Briggsdale is an unincorporated community, a post office, and a census-designated place (CDP) located in Weld County, Colorado, United States. The CDP is a part of the Greeley, CO Metropolitan Statistical Area. The Briggsdale post office has the ZIP Code 80611. At the United States Census 2020, the population of the Briggsdale CDP was 134.

==History==
Briggsdale was established in 1909. The town was named for Frank N. Briggs, a farmer and one of the founders.
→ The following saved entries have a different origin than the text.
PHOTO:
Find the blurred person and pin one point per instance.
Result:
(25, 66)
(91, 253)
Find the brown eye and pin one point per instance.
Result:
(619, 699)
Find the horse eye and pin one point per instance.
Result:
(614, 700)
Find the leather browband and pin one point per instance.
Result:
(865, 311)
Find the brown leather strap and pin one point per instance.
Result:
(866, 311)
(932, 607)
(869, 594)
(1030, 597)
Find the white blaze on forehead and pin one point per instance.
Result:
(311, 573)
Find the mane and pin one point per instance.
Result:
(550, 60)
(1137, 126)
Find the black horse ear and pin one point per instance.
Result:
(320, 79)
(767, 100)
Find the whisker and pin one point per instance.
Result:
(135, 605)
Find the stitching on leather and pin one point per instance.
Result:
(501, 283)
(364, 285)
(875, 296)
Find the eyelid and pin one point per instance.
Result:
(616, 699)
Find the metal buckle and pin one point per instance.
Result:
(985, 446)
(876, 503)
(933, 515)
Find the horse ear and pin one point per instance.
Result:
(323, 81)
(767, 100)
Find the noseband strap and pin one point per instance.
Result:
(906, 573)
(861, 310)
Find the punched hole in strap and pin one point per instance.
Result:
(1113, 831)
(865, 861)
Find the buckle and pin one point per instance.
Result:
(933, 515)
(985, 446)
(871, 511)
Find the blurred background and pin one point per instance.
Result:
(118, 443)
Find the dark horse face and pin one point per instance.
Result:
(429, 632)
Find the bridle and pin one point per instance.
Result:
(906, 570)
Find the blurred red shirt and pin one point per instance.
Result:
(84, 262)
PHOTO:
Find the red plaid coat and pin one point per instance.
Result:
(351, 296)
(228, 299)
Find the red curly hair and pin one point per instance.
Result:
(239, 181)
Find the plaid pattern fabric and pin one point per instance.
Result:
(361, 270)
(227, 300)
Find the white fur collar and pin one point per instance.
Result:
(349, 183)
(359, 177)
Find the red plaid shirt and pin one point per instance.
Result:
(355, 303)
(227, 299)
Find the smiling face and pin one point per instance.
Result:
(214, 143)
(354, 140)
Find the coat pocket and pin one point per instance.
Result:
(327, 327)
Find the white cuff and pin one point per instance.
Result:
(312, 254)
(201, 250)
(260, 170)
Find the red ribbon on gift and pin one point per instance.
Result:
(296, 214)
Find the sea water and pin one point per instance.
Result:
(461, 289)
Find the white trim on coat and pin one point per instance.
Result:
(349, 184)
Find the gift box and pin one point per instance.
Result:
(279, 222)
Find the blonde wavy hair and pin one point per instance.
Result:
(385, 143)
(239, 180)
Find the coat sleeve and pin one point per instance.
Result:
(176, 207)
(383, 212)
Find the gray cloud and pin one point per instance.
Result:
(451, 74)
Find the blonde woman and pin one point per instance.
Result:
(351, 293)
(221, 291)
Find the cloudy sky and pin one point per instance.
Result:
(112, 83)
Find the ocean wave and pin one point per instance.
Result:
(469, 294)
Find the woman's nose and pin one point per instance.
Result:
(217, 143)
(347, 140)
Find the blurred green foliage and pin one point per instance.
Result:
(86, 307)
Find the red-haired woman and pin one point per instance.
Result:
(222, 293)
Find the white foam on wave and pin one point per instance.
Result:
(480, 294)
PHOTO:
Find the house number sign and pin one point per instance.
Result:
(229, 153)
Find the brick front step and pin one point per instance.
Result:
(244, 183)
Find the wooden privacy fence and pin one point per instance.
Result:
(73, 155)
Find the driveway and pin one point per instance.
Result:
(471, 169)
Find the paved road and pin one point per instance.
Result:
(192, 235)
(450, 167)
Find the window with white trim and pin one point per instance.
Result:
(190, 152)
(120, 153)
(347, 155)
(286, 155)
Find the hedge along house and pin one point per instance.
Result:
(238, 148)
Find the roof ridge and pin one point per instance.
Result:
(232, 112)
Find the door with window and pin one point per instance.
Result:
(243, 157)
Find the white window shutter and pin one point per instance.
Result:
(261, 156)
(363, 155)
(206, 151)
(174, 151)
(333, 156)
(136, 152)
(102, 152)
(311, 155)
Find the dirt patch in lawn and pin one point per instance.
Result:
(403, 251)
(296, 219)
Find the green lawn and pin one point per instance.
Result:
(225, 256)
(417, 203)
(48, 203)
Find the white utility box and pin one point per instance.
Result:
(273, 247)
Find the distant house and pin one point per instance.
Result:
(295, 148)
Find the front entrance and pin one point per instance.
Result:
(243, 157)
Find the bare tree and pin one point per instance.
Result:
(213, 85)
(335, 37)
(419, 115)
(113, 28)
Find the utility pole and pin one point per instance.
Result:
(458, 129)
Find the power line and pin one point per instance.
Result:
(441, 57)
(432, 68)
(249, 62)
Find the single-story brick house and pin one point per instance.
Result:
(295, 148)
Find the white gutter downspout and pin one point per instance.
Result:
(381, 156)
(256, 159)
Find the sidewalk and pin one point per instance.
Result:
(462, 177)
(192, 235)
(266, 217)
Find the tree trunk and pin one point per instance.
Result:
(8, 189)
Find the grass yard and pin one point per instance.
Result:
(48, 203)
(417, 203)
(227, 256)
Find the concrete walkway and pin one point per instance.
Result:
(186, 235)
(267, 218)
The Briggsdale, Colorado, post office opened on August 1, 1910.

==Geography==
At the 2020 United States Census, the Briggsdale CDP had an area of 1.683 km2, all land.

===Climate===

Climate data for Briggsdale, Colorado, 1991–2020 normals, extremes 1963–present
| Month | Jan | Feb | Mar | Apr | May | Jun | Jul | Aug | Sep | Oct | Nov | Dec | Year |
| Record high °F (°C) | 71 (22) | 74 (23) | 81 (27) | 89 (32) | 96 (36) | 102 (39) | 106 (41) | 103 (39) | 99 (37) | 89 (32) | 78 (26) | 75 (24) | 106 (41) |
| Mean maximum °F (°C) | 61.0 (16.1) | 64.5 (18.1) | 74.4 (23.6) | 80.8 (27.1) | 89.6 (32.0) | 95.2 (35.1) | 99.7 (37.6) | 97.4 (36.3) | 92.9 (33.8) | 83.6 (28.7) | 71.9 (22.2) | 61.5 (16.4) | 100.4 (38.0) |
| Mean daily maximum °F (°C) | 41.4 (5.2) | 44.3 (6.8) | 54.8 (12.7) | 62.0 (16.7) | 71.3 (21.8) | 83.1 (28.4) | 90.0 (32.2) | 87.1 (30.6) | 78.8 (26.0) | 64.9 (18.3) | 50.8 (10.4) | 40.8 (4.9) | 64.1 (17.8) |
| Daily mean °F (°C) | 25.5 (−3.6) | 28.4 (−2.0) | 38.1 (3.4) | 45.9 (7.7) | 56.0 (13.3) | 66.7 (19.3) | 73.1 (22.8) | 70.4 (21.3) | 61.2 (16.2) | 47.9 (8.8) | 34.5 (1.4) | 25.1 (−3.8) | 47.7 (8.7) |
| Mean daily minimum °F (°C) | 9.7 (−12.4) | 12.6 (−10.8) | 21.4 (−5.9) | 29.8 (−1.2) | 40.7 (4.8) | 50.4 (10.2) | 56.2 (13.4) | 53.7 (12.1) | 43.6 (6.4) | 31.0 (−0.6) | 18.2 (−7.7) | 9.4 (−12.6) | 31.4 (−0.4) |
| Mean minimum °F (°C) | −9.6 (−23.1) | −5.9 (−21.1) | 4.0 (−15.6) | 16.1 (−8.8) | 26.8 (−2.9) | 38.4 (3.6) | 47.4 (8.6) | 45.3 (7.4) | 30.4 (−0.9) | 12.5 (−10.8) | −0.8 (−18.2) | −8.0 (−22.2) | −16.8 (−27.1) |
| Record low °F (°C) | −30 (−34) | −33 (−36) | −20 (−29) | 4 (−16) | 16 (−9) | 20 (−7) | 33 (1) | 33 (1) | 17 (−8) | −18 (−28) | −17 (−27) | −38 (−39) | −38 (−39) |
| Average precipitation inches (mm) | 0.15 (3.8) | 0.23 (5.8) | 0.76 (19) | 1.49 (38) | 2.08 (53) | 2.08 (53) | 1.75 (44) | 1.98 (50) | 1.26 (32) | 0.87 (22) | 0.43 (11) | 0.35 (8.9) | 13.43 (340.5) |
| Average snowfall inches (cm) | 2.4 (6.1) | 2.3 (5.8) | 3.8 (9.7) | 1.2 (3.0) | 0.3 (0.76) | 0.0 (0.0) | 0.0 (0.0) | 0.0 (0.0) | 0.1 (0.25) | 1.6 (4.1) | 2.8 (7.1) | 4.3 (11) | 18.8 (47.81) |
| Average precipitation days (≥ 0.01 in) | 2.0 | 2.3 | 3.3 | 4.8 | 8.8 | 7.4 | 7.0 | 7.1 | 4.8 | 4.4 | 3.1 | 2.6 | 57.6 |
| Average snowy days (≥ 0.1 in) | 1.4 | 1.6 | 1.6 | 0.8 | 0.1 | 0.0 | 0.0 | 0.0 | 0.1 | 0.8 | 1.4 | 2.3 | 10.1 |
Source 1: NOAA
Source 2: National Weather Service

==Demographics==
The United States Census Bureau initially defined the Briggsdale CDP for the United States Census 2020.